10. Baroness Emma Orczy's smooth reading, romantic, suspense thriller Scarlet Pimpernel has been included a personal feel-good favorite. Nevertheless, Orczy's portrayal of a daring hero who cultivates a secret identity disguised by a meek or ineffectual manner proved enduring and had been reenacted by several later heroes Zorro, the Shadow, the Spiderman, the Phantom, Superman, and Batman
11. I have read Svetlana Alexievich long before her Nobel Prize. In her books, she uses interviews to create a collage of a wide range of voices. With her "documentary novels", she lightens the boundary between reporting and fiction. She may not be as talented and as creative compared to the other ladies on this list. But her real-life stories of ordinary men and women who endured one of the most gruesome tragedies resulting from an Engineering failure in mankind's history is a must-read for all of us living under the increased threats from technological disasters. We may not have known about the sacrifices of those brave young men, Telyatnikov, Kibenok, Pravik, Ignatenko, Khodemchuk... Vladimir Pavlovich Pravik died a few days before his 24th birthday in 1986. His remains rest in a sealed zinc coffin in a cemetery in Moscow because it is more dangerous than a COVID19 coffin. He posthumously received the medals of the Order of Lenin and Hero of the Soviet Union. But it is said that he preferred to live and he fought hard to stay alive.

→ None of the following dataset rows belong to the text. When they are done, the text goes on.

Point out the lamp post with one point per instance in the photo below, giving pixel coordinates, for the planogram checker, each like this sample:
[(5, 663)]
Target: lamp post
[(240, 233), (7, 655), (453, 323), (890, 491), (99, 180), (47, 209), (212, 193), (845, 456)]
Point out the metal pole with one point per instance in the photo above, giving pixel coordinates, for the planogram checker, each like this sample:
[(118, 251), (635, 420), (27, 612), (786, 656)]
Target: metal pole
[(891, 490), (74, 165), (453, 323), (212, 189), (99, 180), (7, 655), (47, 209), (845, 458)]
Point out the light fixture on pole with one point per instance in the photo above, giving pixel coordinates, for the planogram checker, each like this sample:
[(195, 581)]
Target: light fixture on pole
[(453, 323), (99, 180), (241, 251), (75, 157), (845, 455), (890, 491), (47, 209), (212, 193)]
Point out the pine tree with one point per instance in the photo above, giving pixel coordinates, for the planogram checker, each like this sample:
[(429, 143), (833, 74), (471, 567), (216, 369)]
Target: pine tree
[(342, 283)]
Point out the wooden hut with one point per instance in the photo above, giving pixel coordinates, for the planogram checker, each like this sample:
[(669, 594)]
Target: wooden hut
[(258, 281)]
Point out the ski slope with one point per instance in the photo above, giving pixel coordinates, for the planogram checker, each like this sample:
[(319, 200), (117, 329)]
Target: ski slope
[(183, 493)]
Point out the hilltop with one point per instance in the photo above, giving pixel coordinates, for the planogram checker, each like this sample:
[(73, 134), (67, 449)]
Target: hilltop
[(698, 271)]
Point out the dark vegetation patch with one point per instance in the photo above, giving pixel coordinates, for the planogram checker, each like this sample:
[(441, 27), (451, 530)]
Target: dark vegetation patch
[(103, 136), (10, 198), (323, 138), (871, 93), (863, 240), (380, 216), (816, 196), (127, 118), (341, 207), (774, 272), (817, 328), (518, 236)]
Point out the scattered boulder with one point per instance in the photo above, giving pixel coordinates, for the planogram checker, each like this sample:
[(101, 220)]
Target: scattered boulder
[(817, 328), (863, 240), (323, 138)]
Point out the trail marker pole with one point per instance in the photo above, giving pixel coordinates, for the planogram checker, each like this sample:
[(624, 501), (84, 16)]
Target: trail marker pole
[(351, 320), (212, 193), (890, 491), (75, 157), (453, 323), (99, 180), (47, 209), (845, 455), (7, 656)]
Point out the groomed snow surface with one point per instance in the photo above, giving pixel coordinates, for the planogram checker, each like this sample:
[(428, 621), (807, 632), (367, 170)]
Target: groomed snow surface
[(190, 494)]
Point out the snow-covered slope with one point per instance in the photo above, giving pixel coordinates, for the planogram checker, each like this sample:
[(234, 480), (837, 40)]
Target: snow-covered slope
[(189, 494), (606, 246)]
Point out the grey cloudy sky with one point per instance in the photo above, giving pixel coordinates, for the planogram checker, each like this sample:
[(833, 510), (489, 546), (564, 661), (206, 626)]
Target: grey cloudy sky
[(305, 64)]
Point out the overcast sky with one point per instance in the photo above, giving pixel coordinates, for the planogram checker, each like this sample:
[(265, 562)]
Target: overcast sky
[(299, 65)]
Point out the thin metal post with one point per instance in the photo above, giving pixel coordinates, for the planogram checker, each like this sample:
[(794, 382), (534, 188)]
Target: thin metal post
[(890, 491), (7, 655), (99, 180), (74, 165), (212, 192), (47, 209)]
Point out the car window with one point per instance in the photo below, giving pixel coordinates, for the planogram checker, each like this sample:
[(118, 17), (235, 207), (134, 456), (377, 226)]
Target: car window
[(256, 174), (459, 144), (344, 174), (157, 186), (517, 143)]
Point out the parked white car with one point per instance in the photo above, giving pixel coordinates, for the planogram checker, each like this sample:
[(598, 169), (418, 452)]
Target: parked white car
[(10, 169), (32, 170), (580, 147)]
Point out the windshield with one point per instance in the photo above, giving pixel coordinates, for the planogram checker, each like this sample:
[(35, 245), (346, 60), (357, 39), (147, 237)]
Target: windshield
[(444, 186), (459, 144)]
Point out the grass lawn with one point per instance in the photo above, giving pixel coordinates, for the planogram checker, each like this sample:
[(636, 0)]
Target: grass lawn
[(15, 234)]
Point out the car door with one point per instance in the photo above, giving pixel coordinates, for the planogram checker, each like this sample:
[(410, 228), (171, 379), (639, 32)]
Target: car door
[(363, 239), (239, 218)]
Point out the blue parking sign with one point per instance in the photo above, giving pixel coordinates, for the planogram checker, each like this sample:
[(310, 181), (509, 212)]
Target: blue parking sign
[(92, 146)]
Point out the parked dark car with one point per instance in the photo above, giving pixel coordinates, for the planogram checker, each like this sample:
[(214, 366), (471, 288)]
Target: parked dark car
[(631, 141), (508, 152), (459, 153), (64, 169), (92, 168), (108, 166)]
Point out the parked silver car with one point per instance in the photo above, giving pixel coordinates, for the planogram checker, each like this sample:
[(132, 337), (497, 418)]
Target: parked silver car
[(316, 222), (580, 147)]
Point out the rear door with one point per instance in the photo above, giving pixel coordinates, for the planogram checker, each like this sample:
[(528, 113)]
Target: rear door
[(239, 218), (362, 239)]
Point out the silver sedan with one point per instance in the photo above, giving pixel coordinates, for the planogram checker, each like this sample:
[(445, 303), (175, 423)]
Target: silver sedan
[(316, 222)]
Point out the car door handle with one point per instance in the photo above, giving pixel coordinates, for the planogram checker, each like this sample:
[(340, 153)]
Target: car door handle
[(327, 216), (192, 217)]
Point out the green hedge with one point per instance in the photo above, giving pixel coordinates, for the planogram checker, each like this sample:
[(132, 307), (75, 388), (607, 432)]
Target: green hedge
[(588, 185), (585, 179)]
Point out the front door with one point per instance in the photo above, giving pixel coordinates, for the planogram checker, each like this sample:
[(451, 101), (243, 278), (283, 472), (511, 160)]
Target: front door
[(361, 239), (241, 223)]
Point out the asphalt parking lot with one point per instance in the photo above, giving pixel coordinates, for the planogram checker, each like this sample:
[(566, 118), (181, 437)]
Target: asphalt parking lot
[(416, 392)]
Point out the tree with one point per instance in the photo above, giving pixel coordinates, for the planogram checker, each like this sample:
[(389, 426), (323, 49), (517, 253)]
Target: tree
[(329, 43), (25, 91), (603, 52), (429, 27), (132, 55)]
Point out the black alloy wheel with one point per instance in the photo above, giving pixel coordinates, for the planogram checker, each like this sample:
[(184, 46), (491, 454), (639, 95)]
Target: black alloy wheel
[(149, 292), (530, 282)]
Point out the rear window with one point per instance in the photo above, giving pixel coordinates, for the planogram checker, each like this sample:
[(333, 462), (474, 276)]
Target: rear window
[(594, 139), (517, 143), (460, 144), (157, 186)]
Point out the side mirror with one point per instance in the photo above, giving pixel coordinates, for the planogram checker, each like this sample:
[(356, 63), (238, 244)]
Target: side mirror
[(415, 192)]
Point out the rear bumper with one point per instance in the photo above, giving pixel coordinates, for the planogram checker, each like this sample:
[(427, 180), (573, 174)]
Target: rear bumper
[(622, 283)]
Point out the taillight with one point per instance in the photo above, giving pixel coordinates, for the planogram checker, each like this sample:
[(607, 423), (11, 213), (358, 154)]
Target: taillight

Lt. Vladimir Pravik was the duty chief of the firemen on that April night when catastrophe struck the fourth unit of the Chernobyl Atomic Power Station. He was at the forefront of his team to battle with fire and carried on as long as consciousness permitted. He received a massive dose of radiation, yet lived on for sixteen days. Only his mother was allowed to be with him in quarantine. He was in immense pain, 'nuclear' pain - atrocious, unbearable, and ruthless, bringing frequent fits of shock and unconsciousness. Lt. Pravik stoically endured the pain and would have won the battle for life had his skin not been killed in its full depth. He died one night, leaving his wife and a daughter, just a month old. He also left a final letter for them, apologizing for not doing his bit in raising his little one.
There it goes, the list of ladies, as promised. And I am sure these great writers will open before you a world as colorful, as diverse, as cruel, as compassionate as the ones you have witnessed in the books on the earlier list.